Talvez o jeito seja mesclar Chapolim com De Gaulle

Ao longo do ano que terminou anteontem, o de 2012, brilhou a estrela do Supremo Tribunal Federal (STF) no céu da Pátria, acostumada aos brilharecos de marketing do Poder Executivo e aos buracos negros do Legislativo, que, apesar de representar o cidadão, continua de mal com ele, segundo pesquisa do Ibope. Estreante na pesquisa, o órgão máximo da Justiça superou a própria em prestígio - o que é natural, e até óbvio, porque, enquanto a instituição absorve golpes no plexo pela lerdeza e pela parcialidade, citados pelo novo presidente, Joaquim Barbosa, na posse, a Corte maior foi festejada pela publicidade explícita de um julgamento arrasa-quarteirão, o do mensalão.
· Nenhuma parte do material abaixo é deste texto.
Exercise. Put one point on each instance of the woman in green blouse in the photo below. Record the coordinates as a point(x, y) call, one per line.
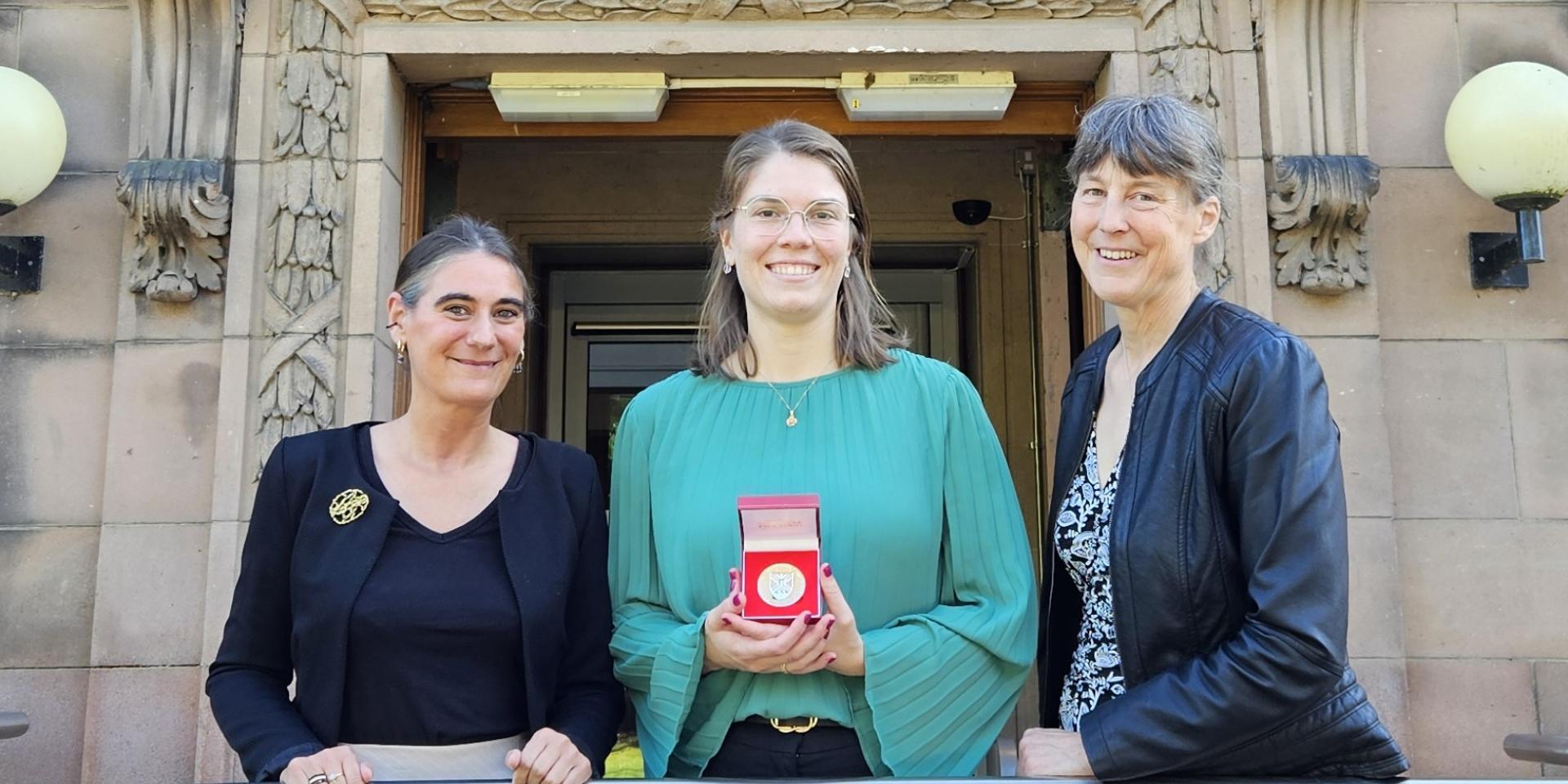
point(800, 385)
A discussão em torno de um nome, um voto - do ministro Luiz Fux -, contudo, terminou por abrir, antes das festas de Natal e da virada do ano, uma discussão sobre um flanco, se não aberto, pelo menos mal vigiado, do Supremo, o que não põe em risco sua supremacia, mas em debate sua independência. A indicação do nome dos 11 membros do STF por decisão solitária do chefe de outro Poder, o presidente da República, poderia levantar suspeitas quanto à isenção dos indicados, apesar de serem estes sempre submetidos à arguição de uma das Casas do Congresso, o Senado? A decisão do Supremo de contrariar duas vezes - ao não adiar o julgamento, que já tardava sete anos, a pretexto da iminência das eleições municipais, e condenar seus companheiros de partido e churrasco - o ex-presidente Luiz Inácio Lula da Silva deu a primeira resposta negativa (do ponto de vista ético, positiva) à questão. Dos 11 ministros que deram início à maratona, 7 foram indicados por Lula ou por Dilma, sua correligionária do Partido dos Trabalhadores (PT), sua aposta solitária na campanha sucessória e sua ex-chefe da Casa Civil. Como arguir qualquer suspeição se o relator do processo e o responsável pela mediação das votações, o presidente, foram indicados - de fato nomeados, porque nunca o Senado faz qualquer objeção às indicações presidenciais - por petistas de carteirinha?

A fidelidade canina com que o revisor, Ricardo Lewandowski, e outro ministro, Dias Toffoli, se opuseram aos votos da maioria é exceção que, longe de negar a regra geral do modelo traçado pelo colegiado de magistrados, a confirma. A discussão, tornada pública pelo próprio Luiz Fux, em torno de insinuações malévolas a respeito de eventual compromisso previamente assumido por ele de absolver réus petistas no processo também serve menos para fragilizar sua posição de julgador. E mais para condenar quaisquer tentativas de subordinar a decisão de um ministro à gratidão por quem o investiu no cargo. Este é vitalício e, portanto, infenso a quaisquer retaliações de outros Poderes e poderosos.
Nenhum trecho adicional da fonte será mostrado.